Today’s parents need to learn to treat their children with a certain nonchalance. Incorporating the following sort of language into one’s parenting vocabulary will go a long, long way toward accomplishing that:
“Really? You’re actually wasting my time with complaints of this sort? Tell me something important for a change.”
“Tell you what? I’ll sit down in this comfortable chair and while I’m relaxing I want you to stand in front of me and try to get me to change my mind. I won’t, but you go right ahead and give it your best shot.”
"This is a problem YOU created, child of mine whom I love with all my heart, and I would suggest that you figure out how you created it and how you’re going to un-create it.”
“We’re not talking about this anymore. I’ve said all I have to say about monsters under your bed when the lights in your room go out and I’m not going to treat you like you’re stupid and keep repeating myself. Go to bed. Scream as loud as you can. It keeps the monsters away.”

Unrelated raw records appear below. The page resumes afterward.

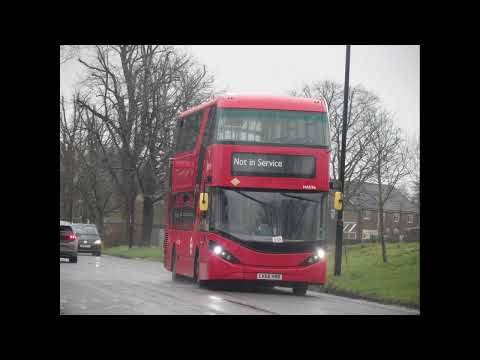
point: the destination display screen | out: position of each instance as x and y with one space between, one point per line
273 165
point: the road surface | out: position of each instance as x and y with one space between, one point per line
110 285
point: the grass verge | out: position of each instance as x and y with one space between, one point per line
150 253
365 276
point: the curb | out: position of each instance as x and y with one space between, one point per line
352 295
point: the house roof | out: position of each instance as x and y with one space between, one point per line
367 195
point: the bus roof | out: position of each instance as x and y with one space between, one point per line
262 102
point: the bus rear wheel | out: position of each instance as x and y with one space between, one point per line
300 290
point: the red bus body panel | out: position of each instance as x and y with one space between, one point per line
217 172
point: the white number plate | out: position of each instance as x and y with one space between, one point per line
264 276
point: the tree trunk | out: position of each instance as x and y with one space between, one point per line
99 223
382 240
131 221
147 220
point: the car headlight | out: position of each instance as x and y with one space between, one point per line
318 255
221 252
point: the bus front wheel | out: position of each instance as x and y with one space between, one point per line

“Why do you insist on hearing me say the words you hate the most? Can you tell me? It makes no sense. What are they? C’mon! Okay, here. Because I said so. Because I said so. Got that? It’s always, until you’re outa here, going to be the answer to ‘But why, Mommy?’ Because I said so. Now, go find something to do while you cook in your own juices. I don’t want to watch it.”
“Oh, really? Well, young person whom I cherish, you can hate me all you want. If I was your age and I was standing in your shoes right now, I’d hate me too I suppose. No problem.”

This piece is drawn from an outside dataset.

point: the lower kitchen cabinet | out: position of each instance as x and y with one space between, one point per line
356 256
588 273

“Oh, but John, those sound so heartless!” someone who’s much too in touch with their feelings protests.
For the purpose of argument, I’ll accept that over-the-top characterization for the moment. “Heartless” is exactly why childrearing language of the above sort accomplishes putting the child in his proper place, getting him to stop thinking of you as a talking vending machine and respect you even though there are times when he hates the ground you walk on. Finally—in his or her early adulthood, maybe—he just might come to realize that you knew he sometimes hated you but you were perfectly okay with that and allowed it because you love him with all your heart.